EHRs – A Voice in the Wirelessness: Documenting Distracts from Doctoring

I do not think the government strategy of spreading EHRs to every nook and cranny of the health system – to every hospital deparment, to every primary care and specialist office, to every government and private payer – will succeed or is even desirable.

Yet, I know these wondrous EHR systems will supposedly cut errors, improve care, reduce waste, appeal to patients, ease communication and ensure transparency between all health care parties, make it possible to track doctor performance, and aid government in forcing doctors to comply to federal standards.

But I also know hospitals and doctors are not yet persuaded EHRs are the right thing to do. As David Blumenthal, MD, Obama’s HIT czar, comments in the August 9 NEJM,”We have not moved significantly to extend the availability of EHRs from a few large institutions to the smaller clinics and practices where most Americans receive their care.”

This failure to persuade doctors has not deterred government experts. Government has upped the ante by making available $27 billion over the next ten years, as much as $44,000 (through Medicare) and $63,750 (through Medicaid) per doctors.

These financial incentives are designed to serve as a "lift-off” for a nationwide system of EHRs, provided clinicians adhere to 25 “meaningful objectives” that will measure their care and compliance to federal regulations.

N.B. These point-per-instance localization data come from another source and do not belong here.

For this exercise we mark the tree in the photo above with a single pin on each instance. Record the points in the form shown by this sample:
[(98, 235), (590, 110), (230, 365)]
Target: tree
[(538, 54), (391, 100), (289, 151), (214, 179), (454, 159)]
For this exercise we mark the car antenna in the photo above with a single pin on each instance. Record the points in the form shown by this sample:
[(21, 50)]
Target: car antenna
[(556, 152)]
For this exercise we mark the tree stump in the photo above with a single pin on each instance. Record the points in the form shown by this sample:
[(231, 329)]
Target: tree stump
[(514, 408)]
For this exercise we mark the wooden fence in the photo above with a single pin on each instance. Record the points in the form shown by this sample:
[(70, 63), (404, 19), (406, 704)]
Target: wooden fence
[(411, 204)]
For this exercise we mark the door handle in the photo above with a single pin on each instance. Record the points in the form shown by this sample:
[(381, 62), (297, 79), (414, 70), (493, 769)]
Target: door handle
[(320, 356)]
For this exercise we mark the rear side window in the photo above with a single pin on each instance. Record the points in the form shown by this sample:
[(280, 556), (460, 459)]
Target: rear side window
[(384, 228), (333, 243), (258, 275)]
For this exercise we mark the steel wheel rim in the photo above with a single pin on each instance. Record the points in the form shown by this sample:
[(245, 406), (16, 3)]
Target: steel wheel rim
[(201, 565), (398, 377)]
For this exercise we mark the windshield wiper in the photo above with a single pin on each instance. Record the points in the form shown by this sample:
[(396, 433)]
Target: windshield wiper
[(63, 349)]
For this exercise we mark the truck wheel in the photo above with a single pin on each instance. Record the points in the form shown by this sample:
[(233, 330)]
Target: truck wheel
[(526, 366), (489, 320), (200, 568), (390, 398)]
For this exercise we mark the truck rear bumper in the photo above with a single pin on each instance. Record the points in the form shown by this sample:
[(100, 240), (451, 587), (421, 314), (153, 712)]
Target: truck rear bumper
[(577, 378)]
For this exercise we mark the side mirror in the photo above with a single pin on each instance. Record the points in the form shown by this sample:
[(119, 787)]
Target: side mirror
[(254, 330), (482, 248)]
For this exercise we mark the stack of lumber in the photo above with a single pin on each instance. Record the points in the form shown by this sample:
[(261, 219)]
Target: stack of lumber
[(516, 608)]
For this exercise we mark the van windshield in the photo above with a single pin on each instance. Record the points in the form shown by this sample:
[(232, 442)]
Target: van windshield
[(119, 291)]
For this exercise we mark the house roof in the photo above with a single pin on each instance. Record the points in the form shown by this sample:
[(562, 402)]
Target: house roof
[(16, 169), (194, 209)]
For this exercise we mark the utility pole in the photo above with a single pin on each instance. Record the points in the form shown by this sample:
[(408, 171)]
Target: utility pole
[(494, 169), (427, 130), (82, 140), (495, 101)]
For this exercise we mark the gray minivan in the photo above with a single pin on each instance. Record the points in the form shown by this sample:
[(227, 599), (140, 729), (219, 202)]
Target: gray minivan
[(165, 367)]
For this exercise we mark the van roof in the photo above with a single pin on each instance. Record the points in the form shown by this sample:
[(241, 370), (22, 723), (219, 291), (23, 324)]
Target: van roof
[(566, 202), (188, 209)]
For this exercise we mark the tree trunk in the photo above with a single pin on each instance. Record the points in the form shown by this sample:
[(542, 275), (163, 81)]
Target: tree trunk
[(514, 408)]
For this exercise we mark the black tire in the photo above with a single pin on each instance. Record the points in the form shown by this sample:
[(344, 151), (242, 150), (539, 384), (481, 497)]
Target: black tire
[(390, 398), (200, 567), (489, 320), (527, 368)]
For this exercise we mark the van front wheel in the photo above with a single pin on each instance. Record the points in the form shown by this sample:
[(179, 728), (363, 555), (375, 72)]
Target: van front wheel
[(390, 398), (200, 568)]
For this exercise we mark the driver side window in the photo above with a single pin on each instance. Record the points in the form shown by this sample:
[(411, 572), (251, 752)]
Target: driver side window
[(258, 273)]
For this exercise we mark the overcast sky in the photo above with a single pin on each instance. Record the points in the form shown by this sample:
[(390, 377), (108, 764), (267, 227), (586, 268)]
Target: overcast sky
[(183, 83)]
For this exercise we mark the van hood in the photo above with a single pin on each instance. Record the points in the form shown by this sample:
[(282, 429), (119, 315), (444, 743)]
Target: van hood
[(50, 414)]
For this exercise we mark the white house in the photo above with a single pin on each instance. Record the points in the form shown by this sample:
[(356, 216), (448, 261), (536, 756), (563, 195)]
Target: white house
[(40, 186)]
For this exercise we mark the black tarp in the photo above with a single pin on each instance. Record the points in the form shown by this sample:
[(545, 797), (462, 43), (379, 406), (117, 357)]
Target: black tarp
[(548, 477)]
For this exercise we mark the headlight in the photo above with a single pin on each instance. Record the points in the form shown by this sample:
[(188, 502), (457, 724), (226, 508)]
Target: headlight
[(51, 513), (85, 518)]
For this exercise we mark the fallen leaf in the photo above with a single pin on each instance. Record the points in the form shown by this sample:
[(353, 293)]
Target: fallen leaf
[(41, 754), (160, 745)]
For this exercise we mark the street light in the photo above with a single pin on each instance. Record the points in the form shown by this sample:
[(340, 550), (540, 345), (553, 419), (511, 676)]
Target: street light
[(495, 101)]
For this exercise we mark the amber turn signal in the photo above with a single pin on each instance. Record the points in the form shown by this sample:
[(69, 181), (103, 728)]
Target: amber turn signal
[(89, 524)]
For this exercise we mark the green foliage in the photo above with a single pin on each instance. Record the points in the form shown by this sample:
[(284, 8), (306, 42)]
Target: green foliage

In today’s August 9 WSJ, the reporter says major health plans have joined the hunt for EHR monies. The plans will help doctors install EHRs in the hope that clinicians will qualify for federal subsidies.

In response to the WSJ blog, I wrote.

“It amazes me how unreal and surreal people are about electronic health records (EHRs). The government and the IT crowd has been going ga-ga about EMRs for eight years now. Yet the NEJM reported recently that only 1.5% of hospitals and 6.0% of doctors have ‘fully functioning’ EHRs. Others claim 10% of hospitals and 20% of doctors have partial EHRs.

What’s the problem here? Simply this. EHRs aren’t terribly useful clinically, distract from patient care, don’t talk to one another, drop productivity and income by about 30%,and fail to help doctors communicate with each other, hospitals, and patients.

I suppose $27 billion in federal bribes and stimulus money may solve these problems as more and more players - EHR companies, policy works, IT experts, consultants, integrated health systems, and health plans - gather at the federal trough.”

I may be a voice in the wirelessness, but it strikes me that the zeal for documentation through data does not assure and may even distract from good doctoring and time spent with patients. The massive government push to install EHRs, may have a backlash: doctors not accepting Medicare and Medicaid patients to do what they think, not the government, is best for patients.